Le principe systémique de domination-soumission produira toujours plus de frustration et de perversion, à long terme, que la circulation d’une peur diffuse de la liberté, surmontable par la seule et laborieuse éducation à la confiance. C’est bien la liberté qui terrorise à ce point les gens. Car ils n’y ont pas été formés. Devant la peur de l’inconnu, il est normal de vouloir s’abriter sous l’arbre le plus proche et le plus fourni. Mais recevoir la pluie reste une expérience nécessaire dans l’acceptation du danger de la nature. Le chaos pluvial étant même indispensable à la créativité et l’immunité de l’enfant, stimulé plutôt qu’effrayé par ce défi de l’inconnu.

Giorgio de Chicico, La conquête du philosophe.

La seule révolution — ou la seule dictature, selon votre grille de lecture — à mener est celle de l’éducation. Plus nous serons intransigeants avec les corrupteurs d’enfants, mieux se portera la société. Et plus nous serons intransigeants envers les enfants, mieux se portera l’humanité. Il est vrai que l’éducation est une propagande, et que certaines propagandes valent fondamentalement mieux que d’autres, mais osons enfin l’ambitieuse conduite pédagogique de l’indépendance par la culture et le sport plutôt que par le divertissement culturel et le loisir sportif. Instruisons. Instruisons dans la liberté de l’effort. L’initiative, elle, naîtra de l’endurance acquise plutôt que de la contrainte.

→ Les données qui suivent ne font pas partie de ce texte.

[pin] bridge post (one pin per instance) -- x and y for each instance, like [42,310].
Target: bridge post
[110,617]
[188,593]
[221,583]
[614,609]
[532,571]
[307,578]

Par un malheureux glissement sémantique, qui est l’œuvre criminelle et testamentaire des sorciers organisés de la démocratie sodomienne — ayant étouffé, en deux mille ans d’abus verbaux, la démocratie athénienne — les quelques « anarchistes » revendiqués d’aujourd’hui, agents bornés de l’hystérie, de la déviance et du chaos social, apparaissent certainement comme les moins légitimes d’entre tous les anarchistes historiques : l’on n’apporte pas la paix en criant, aussi juste puisse être le slogan. L’anarchisme originel, au contraire, entend garantir l’ordre par le non-ordre ; certainement pas par l’anti-ordre. C’est-à-dire hors de tout spectacle ou fracas politique, dans l’intimité et le silence des rapports humains. La capacité d’écoute étant le seul devoir égalitaire de chacun.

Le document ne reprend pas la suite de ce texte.